Grand Illusion: The Untold Story of Rudy Giuliani and 9/11

Book finds plenty to rip Rudy for on 9/11
BY DAVID SALTONSTALL DAILY NEWS SENIOR CORRESPONDENT

Rudy Giuliani's image as America's Mayor is harshly questioned in a new book that takes to task the city's preparedness on 9/11 - with some of the most pointed criticism coming from current Police Commissioner Raymond Kelly.

Kelly, who was dismissed from the post by Giuliani in 1993 and later reappointed by Mayor Bloomberg, offers several dramatic and remarkable observations in "Grand Illusion: The Untold Story of Rudy Giuliani and 9/11," by authors Dan Collins and well-known Giuliani critic Wayne Barrett.

Many of the topics Kelly zeroes in on have been documented in the past: Giuliani's decision to locate the city's command center next to Ground Zero, the site of a terror bombing in 1993, archaic radios that kept the NYPD and FDNY from communicating, and the general chaos of the tragic day.

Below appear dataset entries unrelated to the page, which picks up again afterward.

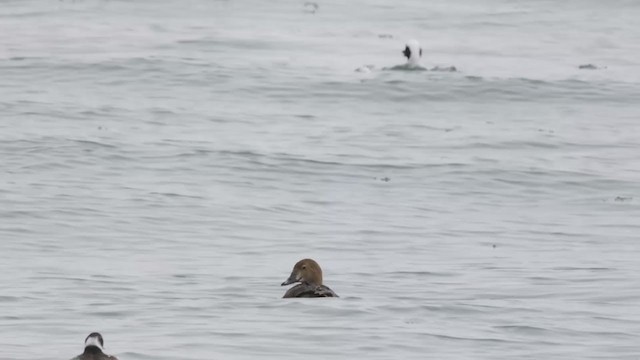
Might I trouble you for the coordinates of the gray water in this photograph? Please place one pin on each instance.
(165, 163)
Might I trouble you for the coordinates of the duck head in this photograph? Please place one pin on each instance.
(413, 52)
(305, 271)
(94, 343)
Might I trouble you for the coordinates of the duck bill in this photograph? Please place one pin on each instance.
(292, 279)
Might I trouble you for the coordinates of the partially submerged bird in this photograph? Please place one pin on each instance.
(93, 349)
(308, 273)
(413, 52)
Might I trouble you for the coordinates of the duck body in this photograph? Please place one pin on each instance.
(308, 290)
(308, 274)
(93, 349)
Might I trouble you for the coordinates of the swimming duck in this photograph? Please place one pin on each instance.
(93, 349)
(308, 273)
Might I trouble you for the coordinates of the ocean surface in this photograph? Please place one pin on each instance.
(164, 164)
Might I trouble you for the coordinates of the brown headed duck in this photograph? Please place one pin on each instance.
(93, 347)
(308, 273)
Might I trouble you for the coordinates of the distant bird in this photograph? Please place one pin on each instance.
(413, 52)
(308, 273)
(93, 349)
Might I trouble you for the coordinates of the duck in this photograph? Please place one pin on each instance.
(413, 52)
(308, 273)
(94, 349)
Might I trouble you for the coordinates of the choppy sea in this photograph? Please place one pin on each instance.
(163, 164)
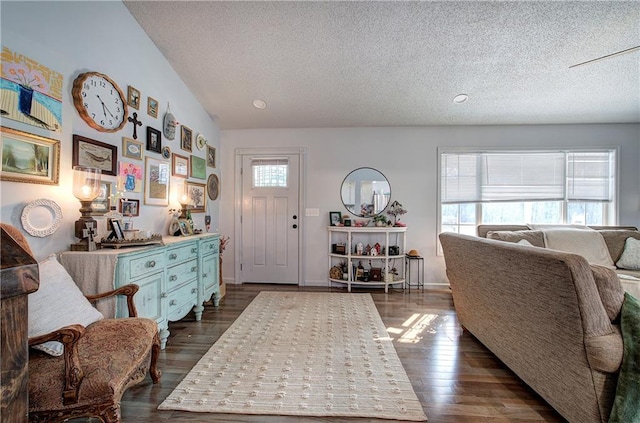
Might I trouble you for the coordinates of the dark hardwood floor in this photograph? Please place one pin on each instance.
(455, 377)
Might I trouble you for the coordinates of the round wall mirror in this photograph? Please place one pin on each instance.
(365, 192)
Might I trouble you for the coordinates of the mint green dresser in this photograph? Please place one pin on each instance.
(174, 278)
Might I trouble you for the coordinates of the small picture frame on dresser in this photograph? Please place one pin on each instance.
(335, 218)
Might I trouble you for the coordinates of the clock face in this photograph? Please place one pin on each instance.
(99, 101)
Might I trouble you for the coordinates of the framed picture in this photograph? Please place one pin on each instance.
(133, 98)
(186, 228)
(152, 107)
(196, 197)
(156, 182)
(335, 218)
(131, 148)
(130, 177)
(179, 166)
(186, 138)
(102, 202)
(92, 153)
(198, 168)
(117, 229)
(211, 156)
(154, 140)
(130, 207)
(29, 158)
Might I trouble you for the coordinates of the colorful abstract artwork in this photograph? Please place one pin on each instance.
(31, 93)
(130, 177)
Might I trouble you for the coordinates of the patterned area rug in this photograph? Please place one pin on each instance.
(302, 354)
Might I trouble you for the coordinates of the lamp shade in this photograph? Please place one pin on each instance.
(86, 182)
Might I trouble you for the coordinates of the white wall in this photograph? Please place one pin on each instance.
(408, 158)
(75, 37)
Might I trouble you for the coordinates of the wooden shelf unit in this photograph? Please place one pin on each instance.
(384, 235)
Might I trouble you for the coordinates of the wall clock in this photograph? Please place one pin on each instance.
(99, 101)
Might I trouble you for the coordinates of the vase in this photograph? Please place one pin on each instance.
(25, 97)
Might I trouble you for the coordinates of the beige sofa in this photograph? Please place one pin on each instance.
(548, 315)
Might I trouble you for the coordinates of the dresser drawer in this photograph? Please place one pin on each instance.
(181, 273)
(182, 253)
(210, 246)
(181, 301)
(145, 265)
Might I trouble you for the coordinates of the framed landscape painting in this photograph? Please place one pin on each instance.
(92, 153)
(198, 168)
(156, 184)
(196, 196)
(29, 158)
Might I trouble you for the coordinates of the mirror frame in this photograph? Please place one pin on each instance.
(346, 179)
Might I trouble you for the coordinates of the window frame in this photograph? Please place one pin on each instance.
(610, 209)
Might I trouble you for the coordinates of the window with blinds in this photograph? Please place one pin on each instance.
(270, 173)
(501, 186)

But Kelly is unsparing in his critique, saying of Giuliani's decision to place its Office of Emergency Management Command Center at 7 World Trade Center, "It was just unwise."

"If Giuliani had any sense of the threat, he would have gotten out of the City Hall area," Kelly told Barrett. "He put it right next to a target."

Kelly also expresses shock that Giuliani and his underlings never established a unified command post with top brass from the NYPD, the FDNY and Office of Emergency Management - a step that could have dramatically increased the flow of information between agencies.

"The radios would have been no problem if they had been at the same command post, if they'd been face-to-face," Kelly said. "Giuliani had the power to direct that to happen."

As for then-Police Commissioner Bernard Kerik, who spent much of 9/11 at Giuliani's side, Kelly says he's still unsure who was actually marshalling the NYPD's response that day.

"I don't know who was directing," said Kelly. "I literally don't."

Giuliani spokeswoman Sunny Mindel declined to comment yesterday on the substance of the book, saying only of a faxed press release from the publisher, "We haven't even read it."

Kelly also declined to comment yesterday.

The book makes extensive use of never-before-published interviews that Giuliani and other key staffers gave privately to the 9/11 commission - interviews that were supposed to remain confidential until 2009.

Last week, in their own book, the chairs of the commission conceded they failed to ask the "tough questions" of Giuliani, given the aura that surrounded his handling of the day.

The authors of "Grand Illusion" also offer passing praise for Giuliani, calling him "a leader and comforter" who "united the city while helping it to imagine a better, stronger future."

But the bulk of the 390-page tome is a dissection of what happened on 9/11, often with years of history woven in.

They note, for instance, that as early as 1990, the FDNY was describing its radios in agency memos as "obsolete" and "totally inadequate" - but the same radios were still in use in 2001.

The effect was tragic, many believe. Scores of firefighters - equipped with radios that couldn't communicate with NYPD brass - were unable to heed warnings the second tower was about to collapse.

"The question of why nothing was done about the radios came up in multiple interviews," said 9/11 commission lawyer Sam Caspersen. "And we never got a good response."

The book notes that, in private testimony before the 9/11 commission, Giuliani said, "In my first few years as mayor I thought there was a definite terrorist threat."

But Kelly suggests terrorism was far from a top concern of Giuliani's when he was elected mayor in 1993, nearly nine months after the World Trade Center bombing.

He recalled being interviewed by Giuliani for the police commissioner post.

"There was no discussion about terrorism or February 26," Kelly said.